Directed by Kevin Giles and co-written with star Page Peter Wilson, two siblings struggle to coexist with their vice-riddled single mother. Also starring: Judine Berry and Evelyn Maria Dia.
Almost immediately the film manages to create a strong and affecting atmosphere of love and generosity, watching this brother and sister interact in a caring, kind and fun manner warms your heart. It sets the scene perfectly for what’s to come, it draws you in effortlessly to see the qualities of this young man before the rest of his story is revealed, adding endless sympathy and a desire to protect him. When it does then bring in its more dramatic elements, it does so subtly which fits perfectly with the tone that the film sets and allows the story to bring out the emotions rather than focusing on the grittier side.
That subtlety is something that the film does well consistently, particularly in how in introduces its music element, adding classic vinyl to the set dressing and building that appreciation of music. The film does also have a feeling of rhythm to it, the soft jazz with a modern twist that tops the visual is a great match for its emotional story, it’s also used sparingly which was a clever choice to add a layered feel. It’s impressive how succinctly that influence comes across with the story through those choices and when the dialogue then takes on a rap element, it’s surprisingly powerful and pushes that rhythm it’s built even further. It’s an example of how a lot of people struggle outwardly expressing themselves, for a million different reasons, and channel that into a creative outlet. It’s not a film filled with dialogue so those few sentences really anchor the film and the directorial choices reflect that.

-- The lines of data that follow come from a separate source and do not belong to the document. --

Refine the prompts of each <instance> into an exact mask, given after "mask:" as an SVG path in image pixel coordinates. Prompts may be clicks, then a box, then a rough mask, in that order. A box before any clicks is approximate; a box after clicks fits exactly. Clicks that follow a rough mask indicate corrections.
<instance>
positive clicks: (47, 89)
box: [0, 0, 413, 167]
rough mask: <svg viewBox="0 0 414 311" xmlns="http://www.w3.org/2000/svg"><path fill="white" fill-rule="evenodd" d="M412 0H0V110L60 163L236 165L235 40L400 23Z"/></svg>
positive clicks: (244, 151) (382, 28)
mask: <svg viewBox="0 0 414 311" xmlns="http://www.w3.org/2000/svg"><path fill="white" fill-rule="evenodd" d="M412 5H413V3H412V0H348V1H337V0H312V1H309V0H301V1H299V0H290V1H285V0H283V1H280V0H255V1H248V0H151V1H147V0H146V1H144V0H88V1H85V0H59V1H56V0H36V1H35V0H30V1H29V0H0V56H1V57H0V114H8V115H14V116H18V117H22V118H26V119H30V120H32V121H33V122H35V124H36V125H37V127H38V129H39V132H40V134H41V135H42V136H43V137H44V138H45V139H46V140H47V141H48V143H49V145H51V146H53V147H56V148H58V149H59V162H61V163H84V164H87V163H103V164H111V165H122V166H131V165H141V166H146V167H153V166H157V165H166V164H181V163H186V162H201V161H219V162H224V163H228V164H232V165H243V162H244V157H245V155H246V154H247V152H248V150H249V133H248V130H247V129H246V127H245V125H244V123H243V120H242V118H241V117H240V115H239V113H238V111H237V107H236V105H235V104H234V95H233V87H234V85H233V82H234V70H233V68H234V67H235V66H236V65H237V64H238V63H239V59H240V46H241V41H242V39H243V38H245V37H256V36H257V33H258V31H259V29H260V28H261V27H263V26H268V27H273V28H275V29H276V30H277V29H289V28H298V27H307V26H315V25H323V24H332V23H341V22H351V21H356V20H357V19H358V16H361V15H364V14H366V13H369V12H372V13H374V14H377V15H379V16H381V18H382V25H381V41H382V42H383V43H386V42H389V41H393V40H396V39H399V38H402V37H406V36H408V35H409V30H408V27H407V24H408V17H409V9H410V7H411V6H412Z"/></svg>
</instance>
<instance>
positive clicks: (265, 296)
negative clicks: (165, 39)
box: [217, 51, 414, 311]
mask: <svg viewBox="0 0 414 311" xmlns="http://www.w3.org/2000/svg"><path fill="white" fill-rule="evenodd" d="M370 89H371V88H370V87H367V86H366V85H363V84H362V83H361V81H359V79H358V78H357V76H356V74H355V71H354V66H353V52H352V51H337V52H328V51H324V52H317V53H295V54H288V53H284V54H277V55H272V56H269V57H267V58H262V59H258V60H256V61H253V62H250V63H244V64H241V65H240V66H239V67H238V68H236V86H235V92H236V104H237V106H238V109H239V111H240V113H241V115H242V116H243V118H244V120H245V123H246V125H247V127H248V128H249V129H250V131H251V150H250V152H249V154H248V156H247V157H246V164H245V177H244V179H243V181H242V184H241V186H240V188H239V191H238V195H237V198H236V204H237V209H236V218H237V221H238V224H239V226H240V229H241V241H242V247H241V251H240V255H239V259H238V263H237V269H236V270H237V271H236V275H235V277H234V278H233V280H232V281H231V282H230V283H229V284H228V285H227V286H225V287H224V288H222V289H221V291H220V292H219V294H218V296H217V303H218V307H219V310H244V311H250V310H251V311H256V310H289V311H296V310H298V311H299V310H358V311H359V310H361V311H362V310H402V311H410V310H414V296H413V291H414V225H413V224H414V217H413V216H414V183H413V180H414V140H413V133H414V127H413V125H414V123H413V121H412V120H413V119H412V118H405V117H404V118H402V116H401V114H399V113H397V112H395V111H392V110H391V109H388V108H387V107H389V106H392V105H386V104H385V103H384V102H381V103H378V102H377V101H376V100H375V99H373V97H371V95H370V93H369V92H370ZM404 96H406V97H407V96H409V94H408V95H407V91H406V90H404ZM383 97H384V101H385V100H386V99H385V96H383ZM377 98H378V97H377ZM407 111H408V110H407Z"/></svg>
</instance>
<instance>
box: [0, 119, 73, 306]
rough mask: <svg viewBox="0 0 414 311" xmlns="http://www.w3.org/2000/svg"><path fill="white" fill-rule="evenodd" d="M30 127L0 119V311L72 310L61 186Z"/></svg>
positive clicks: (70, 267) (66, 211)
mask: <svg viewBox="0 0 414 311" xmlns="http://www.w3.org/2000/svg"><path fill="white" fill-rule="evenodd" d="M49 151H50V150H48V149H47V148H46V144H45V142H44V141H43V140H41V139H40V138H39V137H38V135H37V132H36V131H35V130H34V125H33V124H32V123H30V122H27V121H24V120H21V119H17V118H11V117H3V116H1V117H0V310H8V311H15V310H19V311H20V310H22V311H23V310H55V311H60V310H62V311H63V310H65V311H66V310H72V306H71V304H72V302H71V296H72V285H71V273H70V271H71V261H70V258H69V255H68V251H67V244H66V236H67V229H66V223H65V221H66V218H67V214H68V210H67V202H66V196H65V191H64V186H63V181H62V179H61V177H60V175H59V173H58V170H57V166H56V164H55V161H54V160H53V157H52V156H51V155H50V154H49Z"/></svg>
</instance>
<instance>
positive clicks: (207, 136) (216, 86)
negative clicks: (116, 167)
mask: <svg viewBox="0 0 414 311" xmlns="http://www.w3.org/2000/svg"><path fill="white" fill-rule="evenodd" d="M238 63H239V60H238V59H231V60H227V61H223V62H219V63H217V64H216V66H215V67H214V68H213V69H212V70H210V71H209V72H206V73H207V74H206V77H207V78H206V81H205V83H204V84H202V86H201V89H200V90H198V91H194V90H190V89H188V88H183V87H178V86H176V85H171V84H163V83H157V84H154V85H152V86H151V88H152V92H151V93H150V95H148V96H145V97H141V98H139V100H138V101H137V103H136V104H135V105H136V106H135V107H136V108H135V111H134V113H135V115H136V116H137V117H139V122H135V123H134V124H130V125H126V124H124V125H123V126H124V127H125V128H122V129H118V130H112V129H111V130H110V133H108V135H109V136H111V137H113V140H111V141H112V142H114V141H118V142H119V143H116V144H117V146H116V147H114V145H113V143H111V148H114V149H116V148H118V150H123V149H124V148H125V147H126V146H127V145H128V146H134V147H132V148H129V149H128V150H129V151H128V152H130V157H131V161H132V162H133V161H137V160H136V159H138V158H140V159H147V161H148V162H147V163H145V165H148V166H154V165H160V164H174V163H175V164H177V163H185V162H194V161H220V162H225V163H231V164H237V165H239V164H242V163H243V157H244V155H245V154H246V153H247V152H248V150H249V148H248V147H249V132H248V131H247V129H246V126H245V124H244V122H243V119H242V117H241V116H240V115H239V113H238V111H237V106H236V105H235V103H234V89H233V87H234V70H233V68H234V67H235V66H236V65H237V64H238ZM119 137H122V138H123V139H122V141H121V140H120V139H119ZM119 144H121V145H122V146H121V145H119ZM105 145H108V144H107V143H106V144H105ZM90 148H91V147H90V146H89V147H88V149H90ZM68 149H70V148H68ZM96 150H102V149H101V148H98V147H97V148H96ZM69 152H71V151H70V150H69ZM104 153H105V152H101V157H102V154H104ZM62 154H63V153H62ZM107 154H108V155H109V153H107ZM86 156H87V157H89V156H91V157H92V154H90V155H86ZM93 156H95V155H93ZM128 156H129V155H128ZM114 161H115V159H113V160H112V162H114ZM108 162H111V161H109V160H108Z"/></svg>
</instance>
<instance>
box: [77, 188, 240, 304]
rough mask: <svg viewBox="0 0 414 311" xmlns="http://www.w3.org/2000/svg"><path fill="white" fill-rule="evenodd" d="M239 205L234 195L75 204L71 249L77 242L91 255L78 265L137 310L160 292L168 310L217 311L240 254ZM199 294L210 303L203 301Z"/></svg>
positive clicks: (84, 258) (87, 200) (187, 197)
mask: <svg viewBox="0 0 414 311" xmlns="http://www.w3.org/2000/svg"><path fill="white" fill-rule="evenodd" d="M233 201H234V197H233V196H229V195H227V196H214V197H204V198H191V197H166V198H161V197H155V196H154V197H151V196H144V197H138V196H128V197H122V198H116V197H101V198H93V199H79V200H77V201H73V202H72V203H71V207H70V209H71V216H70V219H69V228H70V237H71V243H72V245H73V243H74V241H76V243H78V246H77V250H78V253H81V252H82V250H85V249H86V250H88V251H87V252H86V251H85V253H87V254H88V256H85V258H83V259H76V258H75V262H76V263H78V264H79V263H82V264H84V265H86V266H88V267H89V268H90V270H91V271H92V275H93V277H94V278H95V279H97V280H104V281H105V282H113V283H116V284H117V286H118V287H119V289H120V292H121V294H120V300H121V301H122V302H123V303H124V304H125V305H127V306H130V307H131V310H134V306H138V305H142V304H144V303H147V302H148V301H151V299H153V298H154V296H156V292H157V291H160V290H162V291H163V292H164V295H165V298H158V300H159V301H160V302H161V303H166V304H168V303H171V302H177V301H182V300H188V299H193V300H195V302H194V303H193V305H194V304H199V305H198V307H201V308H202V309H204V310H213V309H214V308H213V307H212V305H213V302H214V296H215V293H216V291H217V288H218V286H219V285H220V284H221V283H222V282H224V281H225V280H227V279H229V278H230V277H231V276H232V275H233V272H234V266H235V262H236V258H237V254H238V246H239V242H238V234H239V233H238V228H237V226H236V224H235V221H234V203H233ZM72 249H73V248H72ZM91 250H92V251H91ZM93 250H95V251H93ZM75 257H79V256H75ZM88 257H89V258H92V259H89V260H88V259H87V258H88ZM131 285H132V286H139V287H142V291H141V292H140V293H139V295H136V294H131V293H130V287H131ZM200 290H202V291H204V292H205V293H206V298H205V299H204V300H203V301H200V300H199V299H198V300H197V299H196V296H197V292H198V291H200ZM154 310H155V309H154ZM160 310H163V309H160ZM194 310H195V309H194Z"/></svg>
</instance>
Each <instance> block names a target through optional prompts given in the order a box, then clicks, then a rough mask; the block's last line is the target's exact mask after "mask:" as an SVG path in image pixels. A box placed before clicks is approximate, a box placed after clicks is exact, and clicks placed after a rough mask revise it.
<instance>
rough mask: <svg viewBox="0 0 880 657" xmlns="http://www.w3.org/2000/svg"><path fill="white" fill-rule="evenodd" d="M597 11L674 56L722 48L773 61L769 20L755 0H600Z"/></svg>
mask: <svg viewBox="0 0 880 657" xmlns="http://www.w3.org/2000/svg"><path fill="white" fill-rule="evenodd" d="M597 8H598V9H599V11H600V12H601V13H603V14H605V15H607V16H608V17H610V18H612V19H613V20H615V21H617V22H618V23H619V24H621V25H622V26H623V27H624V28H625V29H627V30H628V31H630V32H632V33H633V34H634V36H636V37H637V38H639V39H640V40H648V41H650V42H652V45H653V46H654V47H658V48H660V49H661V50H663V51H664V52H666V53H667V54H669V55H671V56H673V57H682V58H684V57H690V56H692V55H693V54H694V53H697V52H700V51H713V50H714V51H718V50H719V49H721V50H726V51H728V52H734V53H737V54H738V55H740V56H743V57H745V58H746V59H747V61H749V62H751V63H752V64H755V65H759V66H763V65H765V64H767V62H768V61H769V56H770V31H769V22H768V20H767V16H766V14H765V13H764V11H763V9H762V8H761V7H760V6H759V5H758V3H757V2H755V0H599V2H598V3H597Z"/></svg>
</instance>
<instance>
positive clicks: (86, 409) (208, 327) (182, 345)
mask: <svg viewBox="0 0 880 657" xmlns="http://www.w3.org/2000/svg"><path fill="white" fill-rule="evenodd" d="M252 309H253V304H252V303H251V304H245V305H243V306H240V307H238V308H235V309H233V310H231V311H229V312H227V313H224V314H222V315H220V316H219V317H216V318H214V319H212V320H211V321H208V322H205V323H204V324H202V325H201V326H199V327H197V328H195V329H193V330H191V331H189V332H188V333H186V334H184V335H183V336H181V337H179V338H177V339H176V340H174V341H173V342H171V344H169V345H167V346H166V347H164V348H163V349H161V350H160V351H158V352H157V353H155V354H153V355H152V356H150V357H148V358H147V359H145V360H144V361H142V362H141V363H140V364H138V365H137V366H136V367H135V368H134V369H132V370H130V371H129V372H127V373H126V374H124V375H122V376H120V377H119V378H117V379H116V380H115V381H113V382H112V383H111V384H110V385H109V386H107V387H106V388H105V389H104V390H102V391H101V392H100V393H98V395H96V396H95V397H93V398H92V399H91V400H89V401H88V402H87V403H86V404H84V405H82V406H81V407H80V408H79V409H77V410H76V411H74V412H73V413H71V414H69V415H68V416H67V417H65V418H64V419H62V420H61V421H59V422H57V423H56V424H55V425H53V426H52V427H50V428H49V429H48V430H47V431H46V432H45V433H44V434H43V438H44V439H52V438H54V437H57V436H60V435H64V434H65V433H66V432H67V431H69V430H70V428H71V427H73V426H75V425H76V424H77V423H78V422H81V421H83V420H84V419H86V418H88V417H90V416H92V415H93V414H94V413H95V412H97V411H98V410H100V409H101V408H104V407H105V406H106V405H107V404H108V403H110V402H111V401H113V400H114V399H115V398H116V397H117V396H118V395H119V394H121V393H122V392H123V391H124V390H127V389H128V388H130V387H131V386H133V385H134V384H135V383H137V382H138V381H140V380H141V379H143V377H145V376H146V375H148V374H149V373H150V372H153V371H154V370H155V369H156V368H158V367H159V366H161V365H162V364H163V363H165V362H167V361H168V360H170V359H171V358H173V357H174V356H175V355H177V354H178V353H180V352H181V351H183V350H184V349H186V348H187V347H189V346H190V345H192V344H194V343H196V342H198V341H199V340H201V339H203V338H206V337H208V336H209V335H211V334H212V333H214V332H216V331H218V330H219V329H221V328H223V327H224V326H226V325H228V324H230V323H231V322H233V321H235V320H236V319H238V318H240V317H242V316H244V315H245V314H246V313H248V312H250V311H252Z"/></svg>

When the film steps into that monologue, it uses very still shots forcing you to face Tre and really hear what he’s saying, which draws the emotion out further when interlaced with his mother’s realisations of how she needs to change. It uses that fairly still, close style consistently so that the moment it breaks away from it, deepens the impact of the emotionally charged scene. One of the other great choices these filmmakers made was to keep almost the entirety of the film taking place within their family home, it keeps the focus on their dynamic and continually pushes the themes of family, relationships and responsibility. The whole style works together extremely well to bring through the drama without losing that subtlety, it’s especially impressive given that there are elements of this story we’ve seen before but where others might have tried to ramp up the melodrama or darkness, this film focuses on what matters, family. It doesn’t show you what happens to Tre outside of his home and it doesn’t need to because it gives you everything you need to figure it out, and it’s smart enough to not take attention away from its core message.
There’s a lot of emotion coming through in this story and to tell it in such a short amount of time, it requires strong performances that can get across those feelings without too much dialogue and these actors undeniably achieve that. With Wilson taking the lead, he creates a complex character in Tre and manages to show a lot of different sides to him which gives you a well-rounded view of someone you could happily keep watching after the credits roll. Dia as Tre’s mother similarly gives a great performance, she really captures that bitter edge and unstable behaviour that they’re going for.
You don’t come across that many films about deaf people despite the fact that there are millions upon millions of people with disabling hearing loss around the world. This film cleverly strikes the balance of acknowledging the disability while showing you that he’s not defined by that. The way that it uses sound throughout makes it a definitive part of the film and explores that side of his life but in a way that develops his character rather than shifting focus onto his disability.
Trio is sweet, authentic, heart-warming, heart-breaking and an excellently made short film. Its style has an elegant simplicity to it but its story is layered and doesn’t forget to add a dose of reality. It has a strong atmosphere, it moves with a rhythm and brings everything together smoothly to make the biggest impact. Where others would have gotten distracted by telling the story of what happens outside the home, this story of family and struggle focuses on what matters.